Unbeknownst to them, they inherit a rich, scholastic tradition of ignorance. In academia, this practice has a pointed history. For centuries, scholars have attempted to twist and reinterpret the history and politics of Muslims, Arabs, and the Middle East around distinctly American or British narratives. Intellectual giants, like Edward Said and others, criticize the legitimacy of this approach, arguing that it fails to recognize the nuanced differences between "the West" and "the Muslim World" and that more critical, objective assessments of these differences are in order. They highlight a fundamental flaw of this kind of thinking, which they call Orientalism: it assumes that Muslims or Arabs are more motivated by their religion or culture than their Western counterparts, because these religions or cultures are not as well-understood by the Western mind as their own.

Just as my well-meaning acquaintances pigeonhole me, orientalists attempt to fit the history and politics of Muslims or Arabs into a greater arc that is dominated by cultural or religious stereotypes. For example, a classic orientalist construction would be equating Islam and terrorism--recently, Juan Williams, a liberal pundit, suggested that those in "Muslim garb" on airplanes made him nervous, implying that their overtly Islamic outward appearance would suggest them to be more likely to commit terrorist attacks. Rather than acknowledge heterogeneity in thought and behavior among practicing Muslims, this framing suggests that Islam, uniquely, is the driving force behind terrorism.

Orientalist framings have, expectedly, also come to dominate the public discourse about the most recent news from the Middle East. En masse, the Egyptian people are demonstrating unequivocally for their freedom. Their demands? Fundamental human rights that many of us take for granted every day--freedom of speech, equal protection under the law, freedom from arbitrary arrest or detention, freedom to peacefully assemble, and the right to choose their representatives. Under the brutal dictatorship of a shameless despot (who has milked his $70 billion fortune from the bread money of Egyptian peasants), they have suffered quietly for over 30 years.

American ideals should call us to support their freedoms, and those of oppressed peoples the world over. After all, we believe that all men are created equal, and that among their unalienable rights are those to life, liberty, and the pursuit of happiness. Frustratingly, however, our public discourse regarding Egypt has focused less on the noble American ideals with which we often describe ourselves, and more on comparisons between Egypt and Iran, or the role of the Muslim Brotherhood.

In lock step with the orientalist narrative, this racist framing of Arab and Muslim behaviors overemphasizes the roles of religion and culture in motivating the revolution we are witnessing and ignores the collective will of the Egyptian people to be free.
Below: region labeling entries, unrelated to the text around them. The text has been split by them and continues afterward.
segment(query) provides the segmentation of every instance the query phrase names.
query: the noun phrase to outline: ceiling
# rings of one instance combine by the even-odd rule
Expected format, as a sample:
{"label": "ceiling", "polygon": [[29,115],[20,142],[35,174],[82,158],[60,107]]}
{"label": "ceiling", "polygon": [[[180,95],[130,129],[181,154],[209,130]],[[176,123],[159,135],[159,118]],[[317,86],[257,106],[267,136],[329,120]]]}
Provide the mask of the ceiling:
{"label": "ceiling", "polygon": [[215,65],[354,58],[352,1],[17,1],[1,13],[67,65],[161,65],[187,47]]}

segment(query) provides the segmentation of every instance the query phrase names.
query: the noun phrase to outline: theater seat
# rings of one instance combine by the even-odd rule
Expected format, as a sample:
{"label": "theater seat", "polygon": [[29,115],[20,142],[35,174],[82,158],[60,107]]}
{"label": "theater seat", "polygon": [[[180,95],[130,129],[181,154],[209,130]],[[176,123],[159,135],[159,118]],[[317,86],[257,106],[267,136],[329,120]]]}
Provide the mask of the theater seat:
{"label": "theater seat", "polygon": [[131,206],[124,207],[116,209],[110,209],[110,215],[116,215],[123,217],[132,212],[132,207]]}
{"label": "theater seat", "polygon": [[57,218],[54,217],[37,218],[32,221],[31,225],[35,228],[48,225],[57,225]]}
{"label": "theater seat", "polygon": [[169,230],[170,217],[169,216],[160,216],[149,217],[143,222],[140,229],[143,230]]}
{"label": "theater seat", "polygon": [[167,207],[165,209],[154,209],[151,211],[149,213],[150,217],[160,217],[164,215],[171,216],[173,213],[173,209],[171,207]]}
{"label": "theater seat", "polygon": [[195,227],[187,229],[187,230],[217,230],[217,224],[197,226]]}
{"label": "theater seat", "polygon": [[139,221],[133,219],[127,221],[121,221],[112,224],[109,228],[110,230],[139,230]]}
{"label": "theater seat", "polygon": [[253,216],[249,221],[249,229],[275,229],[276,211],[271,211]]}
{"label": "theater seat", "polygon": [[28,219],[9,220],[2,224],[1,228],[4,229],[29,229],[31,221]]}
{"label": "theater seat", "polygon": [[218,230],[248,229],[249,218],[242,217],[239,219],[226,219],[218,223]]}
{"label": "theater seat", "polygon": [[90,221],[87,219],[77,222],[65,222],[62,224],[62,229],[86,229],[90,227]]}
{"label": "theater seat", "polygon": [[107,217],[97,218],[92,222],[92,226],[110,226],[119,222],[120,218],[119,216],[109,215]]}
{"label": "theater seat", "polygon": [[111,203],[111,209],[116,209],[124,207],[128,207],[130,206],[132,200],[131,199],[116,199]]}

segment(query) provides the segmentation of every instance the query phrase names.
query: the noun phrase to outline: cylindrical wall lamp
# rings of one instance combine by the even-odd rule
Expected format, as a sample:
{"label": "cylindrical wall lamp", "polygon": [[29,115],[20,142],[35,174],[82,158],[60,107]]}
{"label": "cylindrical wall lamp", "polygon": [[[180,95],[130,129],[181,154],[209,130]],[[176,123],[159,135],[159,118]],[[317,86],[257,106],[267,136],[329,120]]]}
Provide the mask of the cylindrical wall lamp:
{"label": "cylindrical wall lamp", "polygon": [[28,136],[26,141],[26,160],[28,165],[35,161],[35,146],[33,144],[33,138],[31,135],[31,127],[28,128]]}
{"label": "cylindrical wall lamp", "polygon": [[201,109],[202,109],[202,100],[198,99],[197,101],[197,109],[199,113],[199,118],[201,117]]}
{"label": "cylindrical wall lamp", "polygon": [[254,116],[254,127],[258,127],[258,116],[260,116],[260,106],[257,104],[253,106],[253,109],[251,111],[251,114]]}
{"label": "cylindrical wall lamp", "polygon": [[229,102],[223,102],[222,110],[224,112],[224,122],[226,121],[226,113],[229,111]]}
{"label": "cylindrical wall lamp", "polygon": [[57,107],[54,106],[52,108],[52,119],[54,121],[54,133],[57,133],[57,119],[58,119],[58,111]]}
Just like the synonymization of Islam and terrorism, our preoccupation with Iran and the Muslim Brotherhood appeals to the orientalist need to explain the Egyptian struggle for self-determinism via religiously or culturally stereotyped explanations. In succumbing to this simplistic and misguided framework, we fail to acknowledge the will of the Egyptian people to reclaim their country and the legitimate grievances against which they demonstrate.
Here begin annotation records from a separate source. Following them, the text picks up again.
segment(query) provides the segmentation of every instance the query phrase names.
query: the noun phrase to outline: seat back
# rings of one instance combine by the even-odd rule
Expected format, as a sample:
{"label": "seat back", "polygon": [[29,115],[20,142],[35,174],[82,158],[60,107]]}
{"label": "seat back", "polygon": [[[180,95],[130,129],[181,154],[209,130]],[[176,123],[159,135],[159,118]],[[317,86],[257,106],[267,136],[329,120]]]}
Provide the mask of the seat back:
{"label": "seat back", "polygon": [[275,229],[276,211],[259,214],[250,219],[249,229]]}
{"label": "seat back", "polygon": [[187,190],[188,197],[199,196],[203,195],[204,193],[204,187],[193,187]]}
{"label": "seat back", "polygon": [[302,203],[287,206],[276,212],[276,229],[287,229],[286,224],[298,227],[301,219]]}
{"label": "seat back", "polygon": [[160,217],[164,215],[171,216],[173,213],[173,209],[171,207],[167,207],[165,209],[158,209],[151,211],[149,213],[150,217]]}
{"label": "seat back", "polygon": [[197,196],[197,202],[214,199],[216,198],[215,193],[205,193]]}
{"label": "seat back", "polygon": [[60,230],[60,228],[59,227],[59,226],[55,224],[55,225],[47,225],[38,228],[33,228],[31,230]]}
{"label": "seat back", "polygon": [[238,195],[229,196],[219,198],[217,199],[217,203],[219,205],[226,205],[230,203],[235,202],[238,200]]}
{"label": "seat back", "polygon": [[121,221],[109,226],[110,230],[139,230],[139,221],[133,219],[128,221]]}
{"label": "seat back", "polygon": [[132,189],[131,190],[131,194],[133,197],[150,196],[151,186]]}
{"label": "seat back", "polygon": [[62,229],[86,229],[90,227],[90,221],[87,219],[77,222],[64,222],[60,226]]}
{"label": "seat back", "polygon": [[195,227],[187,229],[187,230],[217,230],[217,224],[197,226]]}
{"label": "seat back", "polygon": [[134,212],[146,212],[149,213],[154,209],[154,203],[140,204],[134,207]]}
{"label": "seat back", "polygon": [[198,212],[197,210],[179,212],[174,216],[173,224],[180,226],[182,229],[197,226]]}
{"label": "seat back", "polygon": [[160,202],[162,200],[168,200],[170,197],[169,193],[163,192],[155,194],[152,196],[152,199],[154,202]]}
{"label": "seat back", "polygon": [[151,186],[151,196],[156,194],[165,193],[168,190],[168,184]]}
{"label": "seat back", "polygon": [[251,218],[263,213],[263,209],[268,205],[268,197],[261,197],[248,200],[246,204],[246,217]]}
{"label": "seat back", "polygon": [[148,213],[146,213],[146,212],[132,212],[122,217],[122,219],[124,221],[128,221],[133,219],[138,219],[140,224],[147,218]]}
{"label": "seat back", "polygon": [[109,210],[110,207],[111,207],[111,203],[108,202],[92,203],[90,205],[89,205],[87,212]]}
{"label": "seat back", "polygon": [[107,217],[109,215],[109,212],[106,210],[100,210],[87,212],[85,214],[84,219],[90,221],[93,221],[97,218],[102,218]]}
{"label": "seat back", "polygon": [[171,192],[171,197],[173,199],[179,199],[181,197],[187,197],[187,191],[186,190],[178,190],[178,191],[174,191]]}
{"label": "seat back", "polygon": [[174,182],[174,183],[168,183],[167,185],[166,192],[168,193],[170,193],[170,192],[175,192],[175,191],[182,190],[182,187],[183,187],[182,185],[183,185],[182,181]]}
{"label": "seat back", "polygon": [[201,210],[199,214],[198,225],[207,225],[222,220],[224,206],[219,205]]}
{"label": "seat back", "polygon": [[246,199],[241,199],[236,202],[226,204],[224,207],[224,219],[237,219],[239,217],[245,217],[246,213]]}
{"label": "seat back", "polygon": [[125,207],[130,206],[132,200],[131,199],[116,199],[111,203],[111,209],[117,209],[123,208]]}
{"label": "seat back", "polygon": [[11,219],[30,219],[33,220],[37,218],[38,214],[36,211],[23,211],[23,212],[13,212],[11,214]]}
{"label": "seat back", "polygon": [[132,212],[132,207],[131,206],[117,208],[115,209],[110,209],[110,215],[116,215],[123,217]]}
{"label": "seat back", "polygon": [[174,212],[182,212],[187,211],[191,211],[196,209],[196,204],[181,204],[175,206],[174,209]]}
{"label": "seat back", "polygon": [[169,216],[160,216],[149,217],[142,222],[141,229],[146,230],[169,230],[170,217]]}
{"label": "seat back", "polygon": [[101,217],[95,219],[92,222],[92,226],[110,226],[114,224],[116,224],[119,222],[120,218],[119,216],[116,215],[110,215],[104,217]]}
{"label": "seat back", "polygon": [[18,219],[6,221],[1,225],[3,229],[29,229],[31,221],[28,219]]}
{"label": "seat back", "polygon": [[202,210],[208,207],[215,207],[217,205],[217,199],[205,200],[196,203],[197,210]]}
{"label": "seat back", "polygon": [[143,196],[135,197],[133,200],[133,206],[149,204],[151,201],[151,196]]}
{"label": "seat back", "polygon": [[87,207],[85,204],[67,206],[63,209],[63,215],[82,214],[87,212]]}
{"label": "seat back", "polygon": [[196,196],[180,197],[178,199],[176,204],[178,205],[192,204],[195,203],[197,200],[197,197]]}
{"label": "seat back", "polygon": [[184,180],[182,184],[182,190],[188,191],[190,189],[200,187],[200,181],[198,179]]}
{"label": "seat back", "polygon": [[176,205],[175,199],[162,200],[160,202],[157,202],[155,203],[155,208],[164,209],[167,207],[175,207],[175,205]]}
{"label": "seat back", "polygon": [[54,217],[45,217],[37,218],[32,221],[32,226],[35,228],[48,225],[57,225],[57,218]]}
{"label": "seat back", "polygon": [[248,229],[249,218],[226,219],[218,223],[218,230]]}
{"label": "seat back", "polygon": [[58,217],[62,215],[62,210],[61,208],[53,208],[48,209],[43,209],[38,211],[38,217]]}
Although when I'm asked about my religion or culture, it may be annoying that questioners often seek to stereotype my answers relative to what they've seen or heard about Muslims or Arabs in the media, ultimately, this prejudiced tendency among individuals has little consequence on my daily life. But when we allow this inherently bigoted thinking to aggregate and take hold in our public discourse, it has real implications on the lives and livelihoods of those whose agency we distort. Abroad, we use this rationale to justify our fear of Egyptian democracy, just as it has been used at home to excuse our assault on the dignity and civil liberties of our Arab-American and Muslim-American neighbors.